Peut-être devra-t-on se faire à l'idée que le reportage
radiophonique est un genre frustrant. La consolation aurait pu venir de la
Production qui est de nature à favoriser une plus large
possibilité d'expression du journaliste ; mais hélas, le
dénuement matériel et la détresse
psychologique et qui y règnent, sont plus que dissuasifs pour les
potentiels candidats.
1.2 Le management du personnel
Homme de tous sans être l'homme de personne, le
rédacteur en chef doit se comporter comme une mère de jumeaux, le
rédacteur en chef doit se distinguer dans l'art de se coucher sur le
dos. Les bons, les moins bons, les mauvais attendent de lui un traitement
égal qu'il ne peut d'ailleurs pas leur concéder au nom de
l'équité.
Les éléments les plus dévoués se
plaignent d'être logés à la même enseigne que les
paresseux, les tireurs au flanc et les improductifs. Seulement là, le
problème devient très délicat lorsque, les premiers trop
conscients de leur force de nuisance en arrivent à menacer de paralysie
le fonctionnement de la rédaction. Leur menace est loin d'être
banale ou virtuelle, dans la mesure où, au regard de leur
disponibilité, de leur efficacité, de leur
générosité dans l'effort et de leur conscience
professionnelle, l'on est tenu de reconnaître qu'ils constituent ce qu'il
convient d'appeler les « indispensables » de la rédaction.
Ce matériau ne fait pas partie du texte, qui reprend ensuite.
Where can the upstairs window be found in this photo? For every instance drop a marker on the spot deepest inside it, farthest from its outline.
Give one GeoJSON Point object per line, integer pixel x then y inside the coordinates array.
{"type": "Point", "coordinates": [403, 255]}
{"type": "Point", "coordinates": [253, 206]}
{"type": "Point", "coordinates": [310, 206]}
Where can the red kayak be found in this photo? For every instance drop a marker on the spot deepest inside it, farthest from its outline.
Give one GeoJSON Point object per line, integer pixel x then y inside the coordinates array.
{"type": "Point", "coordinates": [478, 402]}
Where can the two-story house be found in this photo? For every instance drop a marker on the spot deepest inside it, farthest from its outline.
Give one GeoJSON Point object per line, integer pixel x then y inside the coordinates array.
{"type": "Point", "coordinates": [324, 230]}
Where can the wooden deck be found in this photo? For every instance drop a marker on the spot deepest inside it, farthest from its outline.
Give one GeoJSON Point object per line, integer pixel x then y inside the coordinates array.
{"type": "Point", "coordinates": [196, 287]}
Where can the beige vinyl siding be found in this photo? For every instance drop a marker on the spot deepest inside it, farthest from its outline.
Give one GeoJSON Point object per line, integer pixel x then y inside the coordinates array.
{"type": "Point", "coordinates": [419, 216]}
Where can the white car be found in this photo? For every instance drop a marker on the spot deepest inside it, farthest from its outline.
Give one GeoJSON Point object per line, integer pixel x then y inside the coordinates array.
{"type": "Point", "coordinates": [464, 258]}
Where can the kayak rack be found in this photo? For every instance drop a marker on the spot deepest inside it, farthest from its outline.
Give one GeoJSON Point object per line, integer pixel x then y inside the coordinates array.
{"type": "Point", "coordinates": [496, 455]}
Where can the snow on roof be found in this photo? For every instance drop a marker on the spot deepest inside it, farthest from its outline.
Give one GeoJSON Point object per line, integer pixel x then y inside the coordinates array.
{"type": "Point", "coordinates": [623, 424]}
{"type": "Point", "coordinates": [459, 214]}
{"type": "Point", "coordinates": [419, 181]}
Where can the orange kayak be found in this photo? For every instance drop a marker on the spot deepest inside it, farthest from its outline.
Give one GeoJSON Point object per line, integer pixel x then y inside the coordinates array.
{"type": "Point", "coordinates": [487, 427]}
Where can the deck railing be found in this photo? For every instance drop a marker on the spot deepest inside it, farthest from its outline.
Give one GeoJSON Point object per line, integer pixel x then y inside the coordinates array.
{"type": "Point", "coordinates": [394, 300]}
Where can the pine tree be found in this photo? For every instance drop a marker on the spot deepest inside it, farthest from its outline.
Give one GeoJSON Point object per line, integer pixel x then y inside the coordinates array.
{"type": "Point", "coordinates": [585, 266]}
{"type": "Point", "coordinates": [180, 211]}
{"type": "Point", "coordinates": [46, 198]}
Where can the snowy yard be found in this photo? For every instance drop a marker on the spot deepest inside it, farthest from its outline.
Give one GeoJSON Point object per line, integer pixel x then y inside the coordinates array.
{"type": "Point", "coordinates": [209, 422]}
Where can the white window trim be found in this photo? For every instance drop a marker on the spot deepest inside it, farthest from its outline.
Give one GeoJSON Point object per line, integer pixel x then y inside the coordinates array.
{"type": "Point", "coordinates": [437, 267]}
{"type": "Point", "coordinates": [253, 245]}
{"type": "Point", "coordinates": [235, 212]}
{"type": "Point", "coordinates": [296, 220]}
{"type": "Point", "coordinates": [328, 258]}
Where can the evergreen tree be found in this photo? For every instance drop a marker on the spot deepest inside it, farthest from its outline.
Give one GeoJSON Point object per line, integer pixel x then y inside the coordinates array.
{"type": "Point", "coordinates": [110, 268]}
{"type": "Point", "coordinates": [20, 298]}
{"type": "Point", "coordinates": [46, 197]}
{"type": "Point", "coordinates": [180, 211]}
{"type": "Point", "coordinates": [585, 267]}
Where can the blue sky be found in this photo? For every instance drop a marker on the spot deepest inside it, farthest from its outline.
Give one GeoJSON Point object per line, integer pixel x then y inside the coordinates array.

1.3 L'affectation des reportages
Voilà un exercice bien difficile qui démontre
toute la complexité de la gestion des hommes et de leurs
intérêts dans une rédaction de presse. Trop de calculs sont
échafaudés dans le dos du « patron ». Mais, qu'on ne
s'y trompe pas ; ces calculs sont sous-tendus par des motivations que l'on
qualifierait pudiquement de pécuniaires mais qui n'en sont pas moins
alimentaires. Surprise : des groupes de pression se constituent
autour de cet enjeu pour revendiquer un accès
égalitaire de tous aux reportages et autres missions.
L'enjeu, puisqu'il faut appeler un chat par son nom, est moins
l'amour du travail que le souci de tirer profit des nombreux
«communiqués finaux » qui sanctionnent les séminaires
et congrès d'ONG ou meetings de partis politiques. Nul ne s'en prive et
ne souhaite en être privé. A vouloir régir ce genre de
pratiques, on y laisse forcément quelques plumes. Ces per-diems sont de
réels compléments de revenus pour le journaliste qui mise
énormément sur cette rentrée financière pour
gérer le quotidien et pouvoir terminer le mois avec moins de douleur. Un
reporter consciencieux ayant le sens de l'épargne serait capable de
tirer de l'accumulation mensuelle de ces per-diems un revenu égal
à 75 % de son salaire. Ce n'est pas rien !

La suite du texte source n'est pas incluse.